Goverment-recognized marriage provides a convenient crutch for defining those policies, but in the absense of that crutch they are entirely capable of defining new policies to meet the demands of the market. (For example, cafeteria benefit plans and medical power-of-attorney forms.)

David - what happens when someone comes into hospital incapacitated, without having signed those forms?

Say person A arrives in a coma. Person B claims they are A's partner. Person A's parents claim B is a psycho who A has always despised. Person B says parents A say that because they have never been able to accept that A is homosexual. Might it not help the courts if there's a contract sitting around signed by person A and person B?

Then there's the right not to be forced to testify against your spouse. How do the courts decide when B is A's partner?

Or let's take a case that happened in NZ. A wealthy elderly man hired a woman as a housekeeper. Eight years later he died, leaving the bulk of his money to his children. The housekeeper claimed they had been in a secret partnership for years and she was entitled to half his money, the children said that no such thing had happened. How is a court meant to know if the two have been sleeping together?
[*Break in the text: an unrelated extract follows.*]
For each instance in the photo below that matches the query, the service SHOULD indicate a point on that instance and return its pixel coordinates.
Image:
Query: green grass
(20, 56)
Then there's the case when A wants to marry someone he met overseas, and bring them into the country. How does the market supply citizenship rights?

Why are people so dead-against the thought of the government providing a standard contract? Yes, medical power-of-attorney forms can be signed, and wills signed and so forth, but what's so terrible about the government providing one set of forms instead of a hundred?

Why are people so eager to introduce a change of which the major result will be more money to lawyers?

Marriage in one form or another is a pretty near universal human custom. In societies which have neither church nor state, it is regulated by custom. In the Jewish - Christian - Muslim tradition it was regulated by the religious authorities (in some countries e.g. Israel and Iran, it still is). The state got involved when religious diversity got in the way, and the more so when religions ceased to be legally established.

If this custom to which we are so attached seems to have required regulation by society almost everywhere in almost all times, should we not think very carefully before suddenly de-regulating it totally? And don't we need a lot more documented evidence on the forms marriage actually takes in different societies and states before pontificating on how the regulation of what we have long called the "marriage market" ought to be reformed? The role of the modern state in markets is to hold the ring so market disciplines can work. Before the state can do that properly in any market (e.g., see current debates on if and how to regulate hedge funds) government needs some understanding of what ring it may be trying to hold round what market, and why.